Kontrak, Kenapa Enggak?


Setahun lalu, tepatnya di awal Juli 2010, sebuah panggilan telepon di siang hari menyeret saya keluar dari ruangan kantor. Dari sebuah agen pekerjaan, head hunter bahasa kerennya. Dan tolong jangan diterjemahkan secara literal, ini malam Jumat Legi. Telepon itu merupakan tindak lanjut dari resume yang saya kirimkan ke website mereka sehari sebelumnya. Sebuah resume yang saya kirimkan untuk menjawab tantangan tersirat dari teman-teman saya (ironisnya, saat ini, itu satu-satunya alasan yang masih bisa saya ingat mengapa saya akhirnya memutuskan memulai keberuntungan saya tahun lalu).

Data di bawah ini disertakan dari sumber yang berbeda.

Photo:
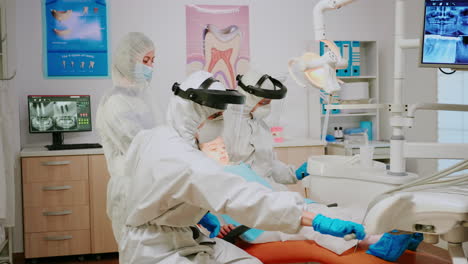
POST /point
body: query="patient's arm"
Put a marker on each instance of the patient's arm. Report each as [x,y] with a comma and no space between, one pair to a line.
[225,229]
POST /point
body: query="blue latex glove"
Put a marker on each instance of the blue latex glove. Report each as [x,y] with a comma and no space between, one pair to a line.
[211,223]
[337,227]
[390,247]
[415,240]
[308,201]
[302,171]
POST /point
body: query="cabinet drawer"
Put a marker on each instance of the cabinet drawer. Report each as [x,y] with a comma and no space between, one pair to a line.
[42,194]
[47,219]
[53,169]
[39,245]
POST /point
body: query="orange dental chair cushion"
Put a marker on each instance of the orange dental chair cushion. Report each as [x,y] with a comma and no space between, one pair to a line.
[309,251]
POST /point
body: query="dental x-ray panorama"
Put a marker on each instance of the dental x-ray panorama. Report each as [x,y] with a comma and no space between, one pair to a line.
[58,115]
[445,33]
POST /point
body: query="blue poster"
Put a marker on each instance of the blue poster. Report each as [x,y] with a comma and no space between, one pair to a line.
[76,41]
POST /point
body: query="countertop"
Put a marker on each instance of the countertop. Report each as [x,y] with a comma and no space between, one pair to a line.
[41,151]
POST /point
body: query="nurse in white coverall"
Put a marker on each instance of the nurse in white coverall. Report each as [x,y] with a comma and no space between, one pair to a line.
[162,185]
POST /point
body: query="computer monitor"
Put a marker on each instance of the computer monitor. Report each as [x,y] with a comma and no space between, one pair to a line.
[445,34]
[59,113]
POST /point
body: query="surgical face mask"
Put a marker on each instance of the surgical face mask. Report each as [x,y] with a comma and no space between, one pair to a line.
[216,150]
[143,71]
[262,111]
[210,130]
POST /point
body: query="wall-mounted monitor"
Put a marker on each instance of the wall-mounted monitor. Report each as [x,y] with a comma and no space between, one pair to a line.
[444,43]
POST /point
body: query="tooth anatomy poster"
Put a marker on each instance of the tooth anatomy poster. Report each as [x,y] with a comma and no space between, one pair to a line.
[75,38]
[218,41]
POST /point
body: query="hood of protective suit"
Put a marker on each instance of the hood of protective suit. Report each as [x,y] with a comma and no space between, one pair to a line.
[186,116]
[130,51]
[251,78]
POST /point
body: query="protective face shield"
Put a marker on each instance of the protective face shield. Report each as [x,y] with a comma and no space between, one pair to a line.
[260,90]
[127,67]
[197,104]
[143,71]
[278,91]
[215,97]
[216,150]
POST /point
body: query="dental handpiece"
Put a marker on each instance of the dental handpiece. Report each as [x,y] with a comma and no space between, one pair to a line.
[349,237]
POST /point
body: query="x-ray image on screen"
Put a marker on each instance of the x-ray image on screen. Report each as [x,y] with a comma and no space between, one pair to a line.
[446,32]
[53,116]
[41,115]
[65,115]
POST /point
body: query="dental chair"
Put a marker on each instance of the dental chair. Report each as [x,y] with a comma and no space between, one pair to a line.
[309,251]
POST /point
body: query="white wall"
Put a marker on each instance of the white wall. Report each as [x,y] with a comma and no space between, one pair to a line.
[279,30]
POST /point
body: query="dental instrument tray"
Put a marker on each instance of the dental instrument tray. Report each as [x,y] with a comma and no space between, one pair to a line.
[336,166]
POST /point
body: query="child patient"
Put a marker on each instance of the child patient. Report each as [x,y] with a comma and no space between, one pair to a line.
[386,246]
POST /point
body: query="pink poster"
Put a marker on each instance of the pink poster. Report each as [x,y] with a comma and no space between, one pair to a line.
[218,41]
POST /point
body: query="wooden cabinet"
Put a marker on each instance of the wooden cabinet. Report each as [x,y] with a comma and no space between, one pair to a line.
[64,206]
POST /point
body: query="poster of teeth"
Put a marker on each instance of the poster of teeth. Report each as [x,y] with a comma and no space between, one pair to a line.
[75,38]
[218,41]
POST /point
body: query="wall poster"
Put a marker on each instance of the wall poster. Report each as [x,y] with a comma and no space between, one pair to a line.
[75,38]
[218,41]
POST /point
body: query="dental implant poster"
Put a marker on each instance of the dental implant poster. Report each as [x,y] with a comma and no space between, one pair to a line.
[218,41]
[75,38]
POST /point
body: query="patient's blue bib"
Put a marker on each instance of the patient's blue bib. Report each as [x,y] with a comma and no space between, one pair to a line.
[249,175]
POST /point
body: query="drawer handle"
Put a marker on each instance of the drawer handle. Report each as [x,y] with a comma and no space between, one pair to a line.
[57,213]
[56,188]
[56,163]
[57,238]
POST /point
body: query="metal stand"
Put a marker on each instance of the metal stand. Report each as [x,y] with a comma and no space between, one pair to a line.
[456,253]
[8,241]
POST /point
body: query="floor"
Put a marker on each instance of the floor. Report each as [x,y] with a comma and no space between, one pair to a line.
[111,258]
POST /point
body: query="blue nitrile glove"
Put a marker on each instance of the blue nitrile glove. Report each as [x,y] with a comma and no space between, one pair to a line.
[211,223]
[415,240]
[302,171]
[337,227]
[390,247]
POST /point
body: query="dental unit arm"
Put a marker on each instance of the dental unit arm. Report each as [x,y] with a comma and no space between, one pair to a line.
[319,9]
[435,212]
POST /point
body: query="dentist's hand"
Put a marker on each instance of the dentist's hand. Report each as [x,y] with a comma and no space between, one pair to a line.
[337,227]
[301,172]
[211,223]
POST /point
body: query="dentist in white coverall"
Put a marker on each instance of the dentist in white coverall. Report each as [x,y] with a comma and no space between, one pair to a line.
[162,185]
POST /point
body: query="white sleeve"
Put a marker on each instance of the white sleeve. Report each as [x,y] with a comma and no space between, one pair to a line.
[283,173]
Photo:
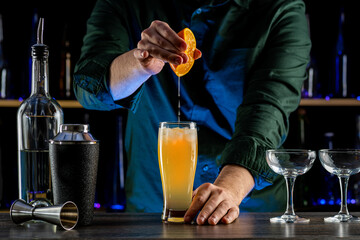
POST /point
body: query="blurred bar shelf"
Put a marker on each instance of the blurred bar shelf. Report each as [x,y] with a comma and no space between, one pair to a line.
[63,103]
[332,102]
[305,102]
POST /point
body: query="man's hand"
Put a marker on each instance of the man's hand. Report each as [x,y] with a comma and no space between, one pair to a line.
[220,201]
[160,44]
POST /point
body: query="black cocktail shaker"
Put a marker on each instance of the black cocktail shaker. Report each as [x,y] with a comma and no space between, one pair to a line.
[74,156]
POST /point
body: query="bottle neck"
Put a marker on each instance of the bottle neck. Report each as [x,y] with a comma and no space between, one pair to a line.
[40,73]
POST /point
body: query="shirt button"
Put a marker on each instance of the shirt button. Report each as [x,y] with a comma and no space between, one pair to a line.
[205,168]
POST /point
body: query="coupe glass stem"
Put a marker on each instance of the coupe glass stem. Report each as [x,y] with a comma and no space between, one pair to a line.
[290,181]
[343,188]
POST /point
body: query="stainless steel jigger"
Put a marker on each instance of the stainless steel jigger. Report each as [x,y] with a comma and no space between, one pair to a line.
[65,215]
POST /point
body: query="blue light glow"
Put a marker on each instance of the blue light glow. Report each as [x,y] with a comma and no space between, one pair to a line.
[117,207]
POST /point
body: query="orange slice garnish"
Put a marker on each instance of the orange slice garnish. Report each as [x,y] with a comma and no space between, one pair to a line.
[182,69]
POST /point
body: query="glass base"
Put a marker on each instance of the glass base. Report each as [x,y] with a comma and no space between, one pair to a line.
[289,219]
[173,216]
[342,218]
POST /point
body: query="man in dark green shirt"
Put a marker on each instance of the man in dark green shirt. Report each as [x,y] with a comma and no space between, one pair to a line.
[240,92]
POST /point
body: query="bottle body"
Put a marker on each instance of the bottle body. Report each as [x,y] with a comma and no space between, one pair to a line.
[38,120]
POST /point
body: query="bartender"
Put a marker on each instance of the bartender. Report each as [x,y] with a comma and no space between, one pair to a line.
[240,93]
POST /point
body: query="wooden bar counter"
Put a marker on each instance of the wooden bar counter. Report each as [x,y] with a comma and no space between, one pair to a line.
[149,226]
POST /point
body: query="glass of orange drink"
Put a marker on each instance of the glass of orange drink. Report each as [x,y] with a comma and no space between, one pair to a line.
[177,152]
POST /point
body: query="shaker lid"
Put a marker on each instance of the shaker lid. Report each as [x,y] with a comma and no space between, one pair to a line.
[74,133]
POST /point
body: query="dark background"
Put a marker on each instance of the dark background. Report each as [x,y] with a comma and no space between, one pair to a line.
[66,20]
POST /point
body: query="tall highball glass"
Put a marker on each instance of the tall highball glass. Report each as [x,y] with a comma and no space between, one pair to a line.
[177,152]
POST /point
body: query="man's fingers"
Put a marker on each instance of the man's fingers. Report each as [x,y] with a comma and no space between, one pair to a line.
[166,32]
[231,216]
[201,197]
[160,53]
[218,213]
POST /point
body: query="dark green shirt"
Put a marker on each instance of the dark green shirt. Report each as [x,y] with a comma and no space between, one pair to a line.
[240,93]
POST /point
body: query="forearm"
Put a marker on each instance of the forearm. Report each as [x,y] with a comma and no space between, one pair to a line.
[126,75]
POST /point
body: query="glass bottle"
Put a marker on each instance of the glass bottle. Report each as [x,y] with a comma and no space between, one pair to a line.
[38,120]
[340,85]
[4,70]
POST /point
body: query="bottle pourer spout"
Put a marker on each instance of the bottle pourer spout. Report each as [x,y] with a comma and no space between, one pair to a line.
[40,31]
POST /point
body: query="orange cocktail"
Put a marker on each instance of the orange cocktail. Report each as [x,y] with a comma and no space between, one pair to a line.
[177,151]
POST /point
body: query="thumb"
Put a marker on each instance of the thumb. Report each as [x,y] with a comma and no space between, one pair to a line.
[141,54]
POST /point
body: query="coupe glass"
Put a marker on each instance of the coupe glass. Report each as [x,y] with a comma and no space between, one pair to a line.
[343,163]
[290,163]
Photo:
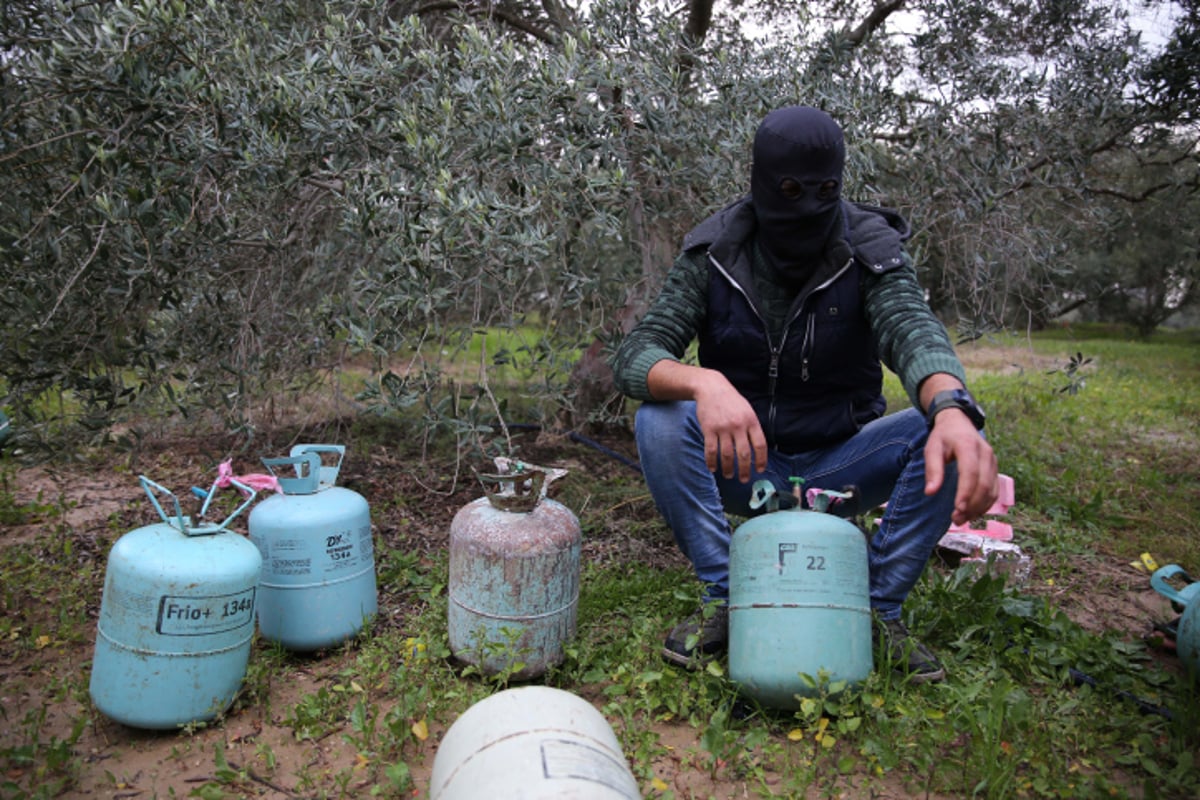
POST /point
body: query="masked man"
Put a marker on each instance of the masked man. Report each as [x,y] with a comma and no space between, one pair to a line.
[796,296]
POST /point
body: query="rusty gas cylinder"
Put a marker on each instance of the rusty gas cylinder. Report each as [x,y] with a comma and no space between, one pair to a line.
[514,584]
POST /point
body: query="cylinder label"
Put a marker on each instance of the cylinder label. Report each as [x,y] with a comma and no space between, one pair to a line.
[202,615]
[562,758]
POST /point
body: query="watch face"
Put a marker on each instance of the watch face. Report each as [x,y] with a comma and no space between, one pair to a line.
[960,398]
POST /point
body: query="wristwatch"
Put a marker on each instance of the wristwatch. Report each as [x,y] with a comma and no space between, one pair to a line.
[958,398]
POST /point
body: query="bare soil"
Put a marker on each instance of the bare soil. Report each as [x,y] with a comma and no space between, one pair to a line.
[43,662]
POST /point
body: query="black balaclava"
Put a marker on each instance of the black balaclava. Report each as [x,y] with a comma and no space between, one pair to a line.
[796,185]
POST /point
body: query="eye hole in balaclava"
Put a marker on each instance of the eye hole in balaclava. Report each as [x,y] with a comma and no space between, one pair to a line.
[796,184]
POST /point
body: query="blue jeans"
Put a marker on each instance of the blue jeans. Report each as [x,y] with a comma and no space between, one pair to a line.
[885,461]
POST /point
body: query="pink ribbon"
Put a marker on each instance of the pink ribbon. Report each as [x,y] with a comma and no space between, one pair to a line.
[256,481]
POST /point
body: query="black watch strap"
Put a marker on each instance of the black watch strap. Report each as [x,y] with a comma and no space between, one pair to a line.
[959,398]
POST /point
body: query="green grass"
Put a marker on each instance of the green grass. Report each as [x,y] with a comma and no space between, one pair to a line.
[1103,453]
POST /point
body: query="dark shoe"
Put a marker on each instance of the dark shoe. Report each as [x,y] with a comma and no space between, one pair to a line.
[700,638]
[907,656]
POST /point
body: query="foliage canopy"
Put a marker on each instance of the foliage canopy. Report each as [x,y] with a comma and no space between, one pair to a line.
[205,199]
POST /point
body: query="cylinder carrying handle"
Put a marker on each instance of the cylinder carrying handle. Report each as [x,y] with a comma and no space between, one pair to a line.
[1182,596]
[181,522]
[311,473]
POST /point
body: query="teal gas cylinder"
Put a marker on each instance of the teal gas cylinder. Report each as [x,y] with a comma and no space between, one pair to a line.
[1187,633]
[534,743]
[318,585]
[514,581]
[799,602]
[177,619]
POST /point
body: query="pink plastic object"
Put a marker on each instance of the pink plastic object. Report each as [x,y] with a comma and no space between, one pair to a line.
[256,481]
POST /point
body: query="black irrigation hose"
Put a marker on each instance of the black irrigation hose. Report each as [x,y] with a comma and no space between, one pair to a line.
[1145,707]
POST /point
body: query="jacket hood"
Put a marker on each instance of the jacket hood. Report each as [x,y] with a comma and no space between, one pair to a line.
[876,235]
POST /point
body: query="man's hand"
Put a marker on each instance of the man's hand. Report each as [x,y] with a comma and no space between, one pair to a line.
[955,439]
[731,428]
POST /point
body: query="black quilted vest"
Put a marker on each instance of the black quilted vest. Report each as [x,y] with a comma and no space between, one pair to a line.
[821,380]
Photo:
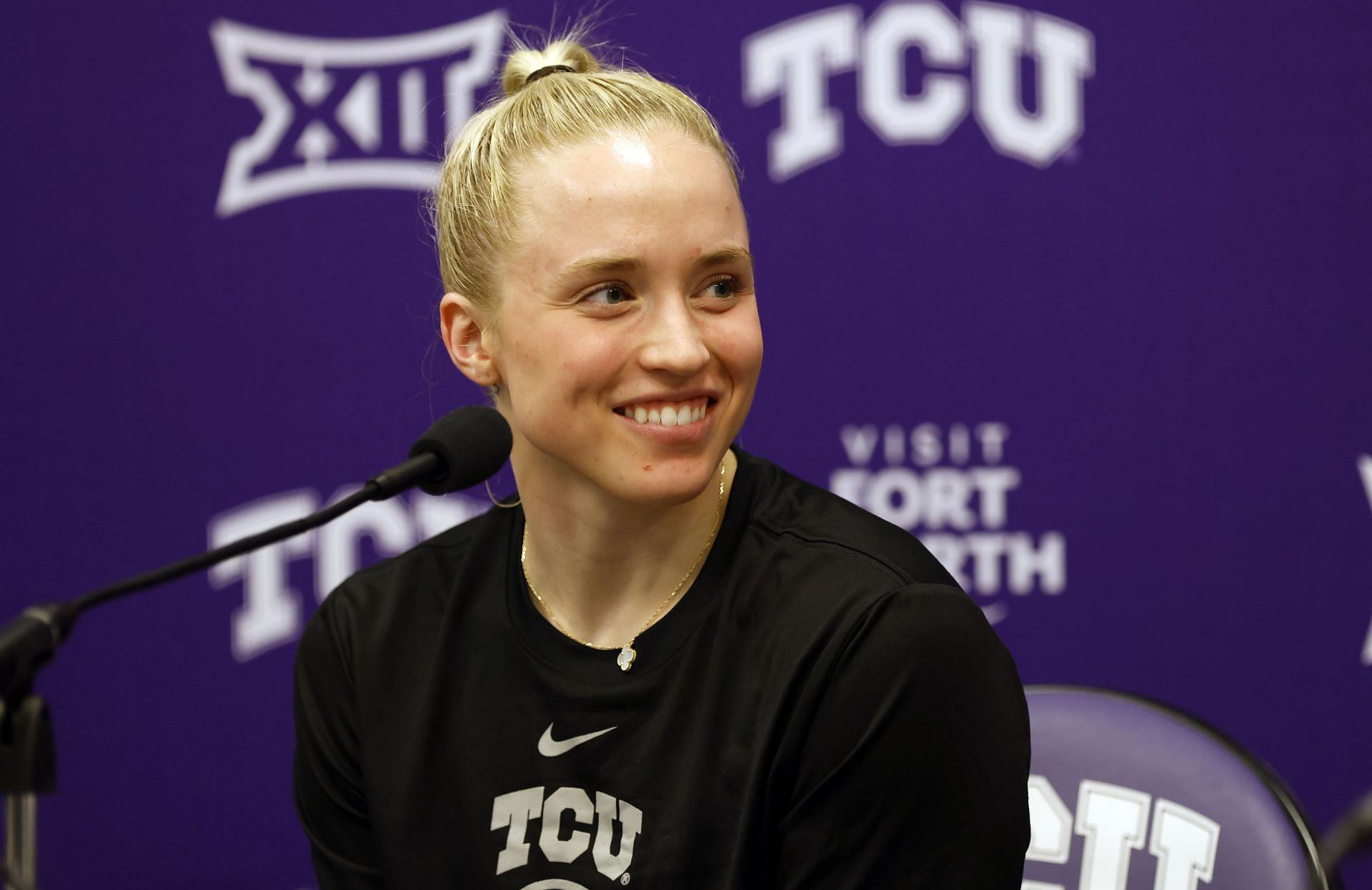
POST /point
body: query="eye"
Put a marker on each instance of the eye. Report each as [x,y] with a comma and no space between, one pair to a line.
[607,296]
[722,289]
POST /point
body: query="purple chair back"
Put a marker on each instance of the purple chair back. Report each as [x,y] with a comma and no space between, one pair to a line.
[1130,794]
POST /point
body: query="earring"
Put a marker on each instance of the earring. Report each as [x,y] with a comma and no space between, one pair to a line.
[496,502]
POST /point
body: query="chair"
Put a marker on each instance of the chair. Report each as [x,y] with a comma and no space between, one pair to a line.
[1130,794]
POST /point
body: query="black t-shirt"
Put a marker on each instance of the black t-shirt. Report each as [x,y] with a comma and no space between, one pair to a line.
[822,709]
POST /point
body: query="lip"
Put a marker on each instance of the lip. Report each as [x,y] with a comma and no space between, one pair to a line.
[680,396]
[675,435]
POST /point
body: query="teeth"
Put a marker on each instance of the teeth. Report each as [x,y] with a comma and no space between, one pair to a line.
[680,414]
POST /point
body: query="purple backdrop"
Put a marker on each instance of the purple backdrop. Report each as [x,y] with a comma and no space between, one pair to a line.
[1076,293]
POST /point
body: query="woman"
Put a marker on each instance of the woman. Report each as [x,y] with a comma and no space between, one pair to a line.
[671,663]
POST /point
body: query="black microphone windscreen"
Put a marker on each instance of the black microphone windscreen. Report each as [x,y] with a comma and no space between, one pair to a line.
[472,442]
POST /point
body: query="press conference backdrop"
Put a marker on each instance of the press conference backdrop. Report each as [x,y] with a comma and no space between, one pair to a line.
[1075,292]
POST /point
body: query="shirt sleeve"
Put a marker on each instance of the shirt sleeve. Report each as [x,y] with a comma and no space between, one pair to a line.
[913,768]
[327,772]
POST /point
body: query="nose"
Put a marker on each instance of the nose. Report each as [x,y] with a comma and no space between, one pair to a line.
[675,341]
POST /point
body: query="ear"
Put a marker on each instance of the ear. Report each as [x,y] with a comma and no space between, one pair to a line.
[467,340]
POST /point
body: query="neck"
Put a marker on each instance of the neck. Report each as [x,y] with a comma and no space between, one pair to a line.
[601,565]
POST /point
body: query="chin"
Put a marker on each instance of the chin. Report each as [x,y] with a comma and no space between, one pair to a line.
[669,483]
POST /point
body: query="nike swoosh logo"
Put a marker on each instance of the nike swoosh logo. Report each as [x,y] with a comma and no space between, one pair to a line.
[548,748]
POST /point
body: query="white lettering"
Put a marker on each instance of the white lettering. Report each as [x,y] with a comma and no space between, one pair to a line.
[926,444]
[556,848]
[1185,844]
[271,611]
[795,61]
[948,495]
[514,811]
[993,437]
[1063,58]
[630,821]
[1050,830]
[1113,820]
[386,523]
[1045,566]
[899,119]
[859,442]
[993,484]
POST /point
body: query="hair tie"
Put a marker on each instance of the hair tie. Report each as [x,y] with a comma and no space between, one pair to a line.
[547,70]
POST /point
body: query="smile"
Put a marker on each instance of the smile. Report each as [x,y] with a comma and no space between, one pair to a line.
[667,414]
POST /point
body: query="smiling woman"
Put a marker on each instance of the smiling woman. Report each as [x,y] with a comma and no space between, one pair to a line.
[671,658]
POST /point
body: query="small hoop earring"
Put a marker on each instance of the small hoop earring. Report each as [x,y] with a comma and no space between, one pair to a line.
[496,502]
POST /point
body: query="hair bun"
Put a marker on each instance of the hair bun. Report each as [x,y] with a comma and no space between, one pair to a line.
[562,55]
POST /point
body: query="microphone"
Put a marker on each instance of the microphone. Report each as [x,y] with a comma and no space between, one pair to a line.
[459,451]
[1352,834]
[463,448]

Singkat kata mereka ingin menginterview saya lebih lanjut untuk melihat adakah posisi yang cocok untuk criteria dan kemampuan saya.
Banyak pertanyaan dilontarkan terutama yang berkaitan dengan non-teknikal, termasuk status employment saya di perusahaan saat itu. Begitu mengetahui bahwa saat itu saya adalah karyawan permanen, mereka sedikit ragu untuk melanjutkan. Karena kemungkinan besar posisi yang akan mereka tawarkan ke saya adalah posisi kontrak. Seingat saya, setelah hari itu, mereka dua kali memastikan ke saya apakah saya yakin akan meninggalkan posisi permanen di perusahaan sekarang untuk posisi kontrak di perusahaan baru. Well, why not?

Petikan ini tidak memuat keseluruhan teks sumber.